Después, seguía el habitual sermón sobre que el usuario debería actualizar los programas, conseguir un programa antivirus y no abrir carpetas desconocidas. «Está claro que quiero que la gente compre mis cosas —pensó Arvid—. Y ruin lo serás tú.»

La gran alfombra estaba sembrada de tréboles dorados y los escalones eran de mármol gastado. Amanda se ayudó de la barandilla cuando subía hasta el segundo piso del Grand Hotel. La primera vez que estuvo allí se sintió perdida.
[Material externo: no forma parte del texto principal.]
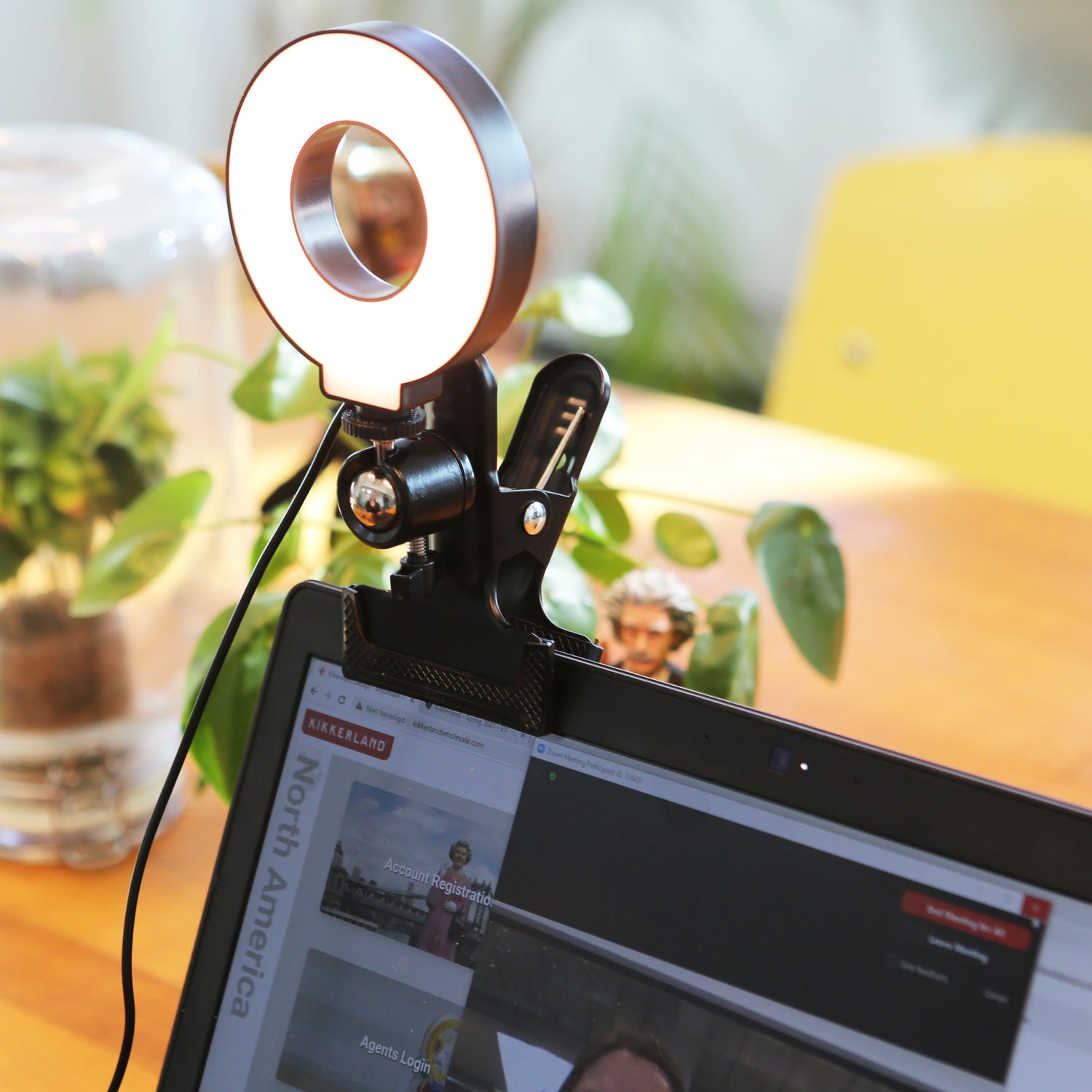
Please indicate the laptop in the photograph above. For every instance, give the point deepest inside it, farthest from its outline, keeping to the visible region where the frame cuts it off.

Como policía, había tenido acceso a los lugares más exclusivos, pero nunca como persona privada. Sin hacer grandes esfuerzos, se sentía cómoda con el lujo, pero lo que había sido más difícil de entender era por qué ella y Moses tenían que verse en un hotel. Lo primero que sospechó era que estaba casado. Sus amigas estaban seguras de ello. Pero, tras un control en Hacienda, lo había descartado. Era soltero, no tenía hijos y vivía solo en alguna parte de Gamla stan. «Tiene novia», le habían asegurado sus amigas a coro pero, ante una pregunta directa de Amanda, Moses respondió:

—No, claro que no. Sólo que me avergüenzo del piso que tengo. Es una cueva de soltero. Es como si me resultara imposible ponerme en marcha y limpiarlo.

Tras unos meses, Amanda aceptó que se vieran en casa de ella o en un hotel. Incluso le gustaba el montaje, mientras fuera Moses quien pagara la factura. Y si había algo con lo que nunca cicateaba era con el dinero. Sospechaba que la familia Hammar era rica, pero nunca se lo preguntó. La generosidad de Moses era ya una prueba de ello.
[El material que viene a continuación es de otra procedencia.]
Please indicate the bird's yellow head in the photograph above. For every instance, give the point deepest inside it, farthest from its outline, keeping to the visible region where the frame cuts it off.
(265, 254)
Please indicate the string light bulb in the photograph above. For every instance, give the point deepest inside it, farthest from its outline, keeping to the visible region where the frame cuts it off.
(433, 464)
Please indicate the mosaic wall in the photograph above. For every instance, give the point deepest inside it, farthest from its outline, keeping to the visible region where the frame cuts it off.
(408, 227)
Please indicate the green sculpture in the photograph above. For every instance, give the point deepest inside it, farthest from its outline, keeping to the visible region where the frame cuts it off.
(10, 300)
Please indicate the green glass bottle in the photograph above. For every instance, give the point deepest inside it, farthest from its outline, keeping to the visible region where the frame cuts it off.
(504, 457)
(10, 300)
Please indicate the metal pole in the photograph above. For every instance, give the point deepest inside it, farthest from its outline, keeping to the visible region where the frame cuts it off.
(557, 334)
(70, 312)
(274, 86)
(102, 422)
Amanda llegó al último escalón. El cansancio era notorio y su condición física estaba como desaparecida. Se vio obligada a pararse y respirar profundamente. No quería llamar a la puerta resollando como un perro san bernardo en el desierto. Debilitaría la primera impresión que causara y reduciría el efecto que quería conseguir con su nueva ropa interior.

Moses abrió la puerta vestido con un albornoz con el emblema del hotel. El olor de hombre recién duchado alcanzó la nariz de Amanda. De su pelo oscuro caía una gota que le resbalaba hasta el cuello. Era más de lo que Amanda podía aguantar. Sin saludar, se metió entre sus brazos. Por encima de su hombro vio que las pesadas cortinas blancas estaban corridas tapando la ventana. Animales alados de color dorado decoraban los marcos de las exclusivas sillas, cuyos asientos estaban tapizados con terciopelo sobrio de color verde oscuro. Era la habitación favorita de Amanda y eso lo sabía Moses. Cerró los ojos y disfrutó de la situación. Sentía las anchas palmas de las manos de Moses moviéndose a lo largo de su espalda.
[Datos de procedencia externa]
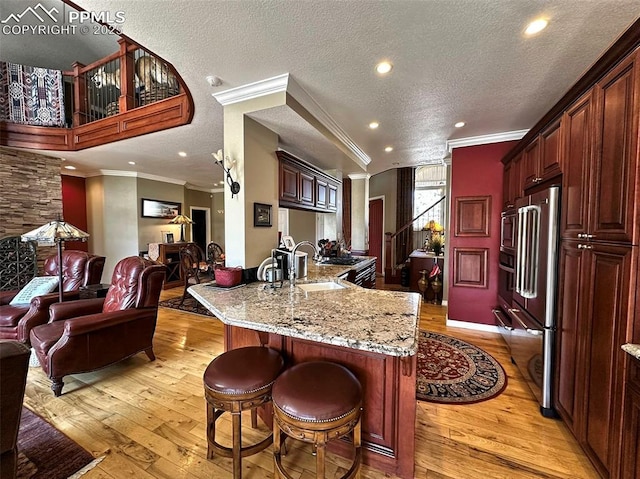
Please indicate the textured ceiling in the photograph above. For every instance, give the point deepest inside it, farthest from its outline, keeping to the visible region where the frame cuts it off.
(453, 60)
Con un movimiento rápido se liberó de su abrazo. Le quitó el albornoz y admiró su cuerpo. Cada músculo tenía una finalidad y un objetivo. A pesar del enorme físico, no había nada innecesario o excesivo. La figura de Moses estaba hecha para la lucha. Cada pequeño detalle era importante en el cuadrilátero. Era fuerte, funcional y bello.